The rules for estate planning malpractice vary widely across the country, as different jurisdictions have struggled with how much “privity” is enough for an “intended” beneficiary of an estate plan to sue the estate planning attorney.
A case from the South Carolina Supreme Court, Fabian_v_Lindsay (S.C. 2014), adopts the expansive view on privity and liability for estate planning malpractice. The case analyzes the various possible theories of liability and privity, and gives a good history of the law.
California’s Lucas Case
Modern estate planning malpractice jurisprudence starts with the California case of Lucas v. Hamm, 364 P.2d 685 (Cal. 1961). Lucas allows recovery against the estate planning lawyer in both tort and as a third party intended beneficiary to a contract. The oft-cited quote from Lucas sets forth the basis for liability:
one of the main purposes which the transaction between defendant and the testator intended to accomplish was to provide for the transfer of property to plaintiffs; the damage to plaintiffs in the event of invalidity of the bequest was clearly foreseeable; it became certain, upon the death of the testator without change of the will, that plaintiffs would have received the intended benefits but for the asserted negligence of defendant; and if persons such as plaintiffs are not permitted to recover for the loss resulting from negligence of the draftsman, no one would be able to do so, and the policy of prevent[ing] future harm would be impaired.
The Lucas Court then weighs whether the need to impose liability is outweighed by the undue burden on the profession in imposing liability, and finds that it is not, thereby allowing liability of the estate planning attorney to the intended beneficiaries of the estate.
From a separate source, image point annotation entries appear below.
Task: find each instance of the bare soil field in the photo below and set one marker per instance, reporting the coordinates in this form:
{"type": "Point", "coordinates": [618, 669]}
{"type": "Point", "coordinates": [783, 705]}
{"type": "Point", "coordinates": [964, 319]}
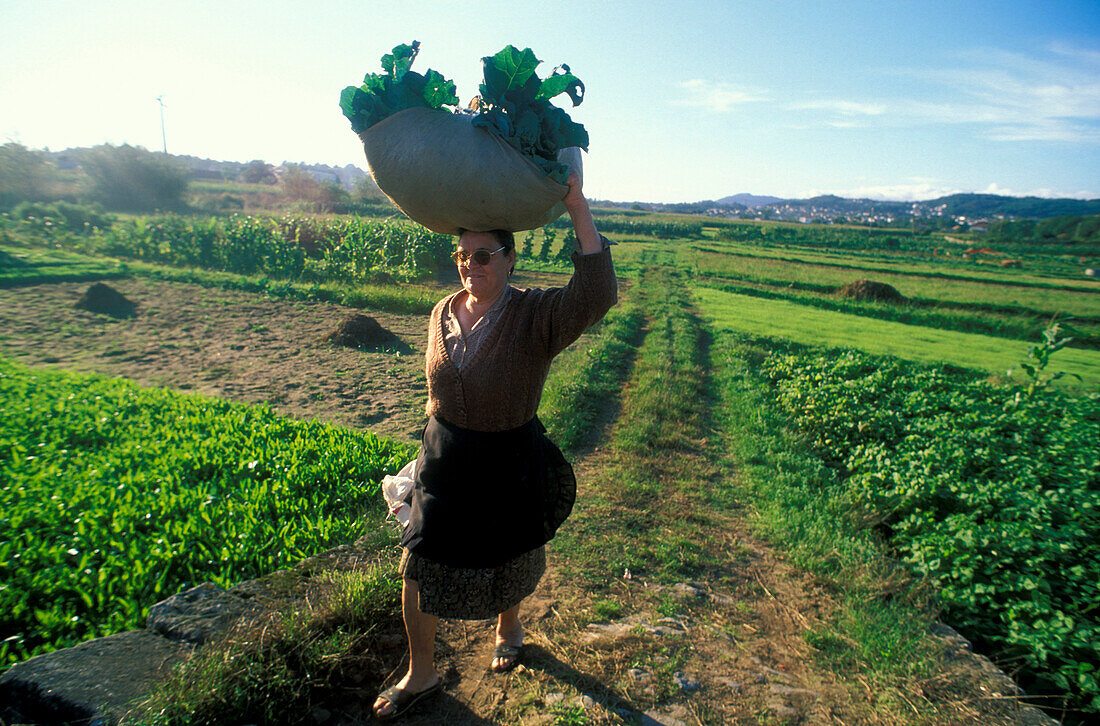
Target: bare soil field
{"type": "Point", "coordinates": [231, 344]}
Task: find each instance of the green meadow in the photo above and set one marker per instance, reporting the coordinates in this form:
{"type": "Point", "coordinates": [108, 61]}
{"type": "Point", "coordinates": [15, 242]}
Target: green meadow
{"type": "Point", "coordinates": [805, 325]}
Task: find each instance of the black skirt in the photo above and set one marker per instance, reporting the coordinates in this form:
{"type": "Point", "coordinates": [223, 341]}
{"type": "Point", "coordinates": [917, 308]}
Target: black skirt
{"type": "Point", "coordinates": [484, 497]}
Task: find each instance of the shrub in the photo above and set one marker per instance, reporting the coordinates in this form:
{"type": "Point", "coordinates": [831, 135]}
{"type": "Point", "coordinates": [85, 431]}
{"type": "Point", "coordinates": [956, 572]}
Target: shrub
{"type": "Point", "coordinates": [24, 175]}
{"type": "Point", "coordinates": [134, 179]}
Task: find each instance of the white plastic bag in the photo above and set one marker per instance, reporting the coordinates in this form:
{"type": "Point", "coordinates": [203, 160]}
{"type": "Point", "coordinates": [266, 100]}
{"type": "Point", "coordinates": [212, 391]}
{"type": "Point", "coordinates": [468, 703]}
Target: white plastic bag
{"type": "Point", "coordinates": [396, 487]}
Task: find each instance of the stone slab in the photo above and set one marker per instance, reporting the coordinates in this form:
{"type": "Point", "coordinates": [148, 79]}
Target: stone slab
{"type": "Point", "coordinates": [200, 614]}
{"type": "Point", "coordinates": [89, 683]}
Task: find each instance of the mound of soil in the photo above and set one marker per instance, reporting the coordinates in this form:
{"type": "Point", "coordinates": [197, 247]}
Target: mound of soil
{"type": "Point", "coordinates": [106, 299]}
{"type": "Point", "coordinates": [360, 331]}
{"type": "Point", "coordinates": [868, 289]}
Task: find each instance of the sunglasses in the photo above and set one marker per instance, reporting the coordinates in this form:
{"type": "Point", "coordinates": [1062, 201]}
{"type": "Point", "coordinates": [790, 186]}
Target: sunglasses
{"type": "Point", "coordinates": [482, 256]}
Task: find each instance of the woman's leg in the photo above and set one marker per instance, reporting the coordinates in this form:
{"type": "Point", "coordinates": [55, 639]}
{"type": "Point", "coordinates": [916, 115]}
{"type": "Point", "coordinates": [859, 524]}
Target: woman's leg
{"type": "Point", "coordinates": [420, 629]}
{"type": "Point", "coordinates": [509, 630]}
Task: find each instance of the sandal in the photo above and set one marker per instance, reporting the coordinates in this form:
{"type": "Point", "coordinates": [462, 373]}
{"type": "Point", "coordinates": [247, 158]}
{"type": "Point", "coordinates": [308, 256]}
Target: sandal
{"type": "Point", "coordinates": [402, 700]}
{"type": "Point", "coordinates": [507, 653]}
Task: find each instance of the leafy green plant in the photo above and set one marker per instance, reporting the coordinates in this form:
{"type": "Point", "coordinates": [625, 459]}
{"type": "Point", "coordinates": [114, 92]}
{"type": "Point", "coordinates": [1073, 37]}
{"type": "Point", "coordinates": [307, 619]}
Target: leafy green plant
{"type": "Point", "coordinates": [515, 103]}
{"type": "Point", "coordinates": [1038, 355]}
{"type": "Point", "coordinates": [991, 497]}
{"type": "Point", "coordinates": [396, 89]}
{"type": "Point", "coordinates": [114, 496]}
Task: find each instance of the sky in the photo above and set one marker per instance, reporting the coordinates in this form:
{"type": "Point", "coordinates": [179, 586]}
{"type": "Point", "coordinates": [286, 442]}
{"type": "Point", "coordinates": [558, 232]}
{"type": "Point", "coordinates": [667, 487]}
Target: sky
{"type": "Point", "coordinates": [684, 100]}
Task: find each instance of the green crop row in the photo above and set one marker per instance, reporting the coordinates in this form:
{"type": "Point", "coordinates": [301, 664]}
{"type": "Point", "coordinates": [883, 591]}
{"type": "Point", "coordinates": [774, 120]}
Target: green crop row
{"type": "Point", "coordinates": [990, 494]}
{"type": "Point", "coordinates": [28, 265]}
{"type": "Point", "coordinates": [113, 497]}
{"type": "Point", "coordinates": [340, 250]}
{"type": "Point", "coordinates": [946, 317]}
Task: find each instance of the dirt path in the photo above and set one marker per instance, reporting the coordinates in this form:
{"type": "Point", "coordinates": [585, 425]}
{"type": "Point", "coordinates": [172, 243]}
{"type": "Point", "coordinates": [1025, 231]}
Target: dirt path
{"type": "Point", "coordinates": [730, 649]}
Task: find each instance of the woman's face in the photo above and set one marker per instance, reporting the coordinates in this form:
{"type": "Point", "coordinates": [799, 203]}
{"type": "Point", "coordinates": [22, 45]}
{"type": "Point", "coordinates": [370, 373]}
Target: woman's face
{"type": "Point", "coordinates": [484, 282]}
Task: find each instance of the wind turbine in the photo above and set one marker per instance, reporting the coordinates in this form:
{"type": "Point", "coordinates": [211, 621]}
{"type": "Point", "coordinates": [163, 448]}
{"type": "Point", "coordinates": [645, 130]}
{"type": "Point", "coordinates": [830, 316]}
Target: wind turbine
{"type": "Point", "coordinates": [164, 141]}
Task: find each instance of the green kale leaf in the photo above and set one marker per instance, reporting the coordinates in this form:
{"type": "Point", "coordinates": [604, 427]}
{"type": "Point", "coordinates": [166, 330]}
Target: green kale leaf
{"type": "Point", "coordinates": [398, 88]}
{"type": "Point", "coordinates": [515, 103]}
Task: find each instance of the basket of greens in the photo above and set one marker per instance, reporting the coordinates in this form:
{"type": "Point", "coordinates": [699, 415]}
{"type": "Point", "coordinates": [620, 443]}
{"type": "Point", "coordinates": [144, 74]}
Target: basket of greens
{"type": "Point", "coordinates": [499, 163]}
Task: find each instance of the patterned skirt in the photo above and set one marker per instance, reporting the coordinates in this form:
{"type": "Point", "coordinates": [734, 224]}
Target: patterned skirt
{"type": "Point", "coordinates": [473, 594]}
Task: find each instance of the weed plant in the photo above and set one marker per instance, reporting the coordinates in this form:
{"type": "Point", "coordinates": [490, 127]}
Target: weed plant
{"type": "Point", "coordinates": [272, 671]}
{"type": "Point", "coordinates": [785, 320]}
{"type": "Point", "coordinates": [1012, 323]}
{"type": "Point", "coordinates": [989, 495]}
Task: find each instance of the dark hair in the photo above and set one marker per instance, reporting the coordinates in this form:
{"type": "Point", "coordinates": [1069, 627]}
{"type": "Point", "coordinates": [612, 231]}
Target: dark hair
{"type": "Point", "coordinates": [504, 238]}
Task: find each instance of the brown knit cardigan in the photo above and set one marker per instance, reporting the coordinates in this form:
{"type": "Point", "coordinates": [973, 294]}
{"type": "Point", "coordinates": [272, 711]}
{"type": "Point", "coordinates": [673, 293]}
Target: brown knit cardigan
{"type": "Point", "coordinates": [499, 387]}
This test is sometimes known as the “Balancing of Factors” test.
Florida – Iowa Rule
In an attempt to limit the liability of estate planning attorneys for malpractice, some courts, starting with Florida and Iowa, adopted a much narrower view of liability and privity. Liability can only be established when the testator’s intent is expressed in the will, and that intent, as expressed in the will, is frustrated as a result of the drafting attorney’s malpractice.
An attorney preparing a will has a duty not only to the testator-client, but also to the testator’s intended beneficiaries, who may maintain a legal malpractice action against the attorney on theories of either tort (negligence) or contract (third-party beneficiaries). However, liability to the testamentary beneficiary can arise only if, due to the attorney’s professional negligence, the testamentary intent, as expressed in the will, is frustrated, and the beneficiary’s legacy is lost or diminished as a direct result of that negligence. DeMaris v. Asti, 426 So.2d 1153 (Fla. Dist. Ct. App. 1983).
This rule eliminates a common drafting error – that of the missing children. A testator tells the drafting attorney to leave the estate to his three children, but the drafting attorney, carelessly, only names two of the children in the will. The testator client does not read the will and signs it. The omitted child has no cause of action against the drafting attorney under the Florida-Iowa will, because the omitted child is not an intended beneficiary of the will that was actually signed, even though he was an intended beneficiary in the mind of the testator.
South Carolina Adopts Lucas Rule
The South Carolina Supreme Court adopts the broader, Lucas rule, for imposing liability, without necessarily being limited to what is set forth in the executed documents, as follows:
Recognizing a cause of action is not a radical departure from the existing law of legal malpractice that requires a lawyer-client relationship, which is equated with privity and standing. Where a client hires an attorney to carry out his intent for estate planning and to provide for his beneficiaries, there is an attorney-client relationship that forms the basis for the attorney’s duty to carry out the client’s intent.
This intent in estate planning is directly and inescapably for the benefit of the third-party beneficiaries. Thus, imposing an avenue for recourse in the beneficiary, where the client is deceased, is effectively enforcing the client’s intent, and the third party is in privity with the attorney. It is the breach of the attorney’s duty to the client that is the actionable conduct in these cases.
In these circumstances, retaining strict privity in a legal malpractice action for negligence committed in preparing will or estate documents would serve to improperly immunize this particular subset of attorneys from liability for their professional negligence. Joining the majority of states that have recognized causes of action is the just result. This does not impose an undue burden on estate planning attorneys as it merely puts them in the same position as most other legal professionals by making them responsible for their professional negligence to the same extent as attorneys practicing in other areas.
As applied to the specific facts of the dispute before it, the lower court dismissed the malpractice action brought by a beneficiary of a trust, because South Carolina law recognized no duty in the absence of an attorney-client relationship. The trial court held that the attorney was immune from liability under any theory for the alleged drafting error in the trust. The alleged malpractice served to effectively disinherit the plaintiff in the case because of the way in which a formula clause in the trust was drafted. The case is now remanded, with the plaintiff having an opportunity to attempt to establish the malpractice against the drafting attorney.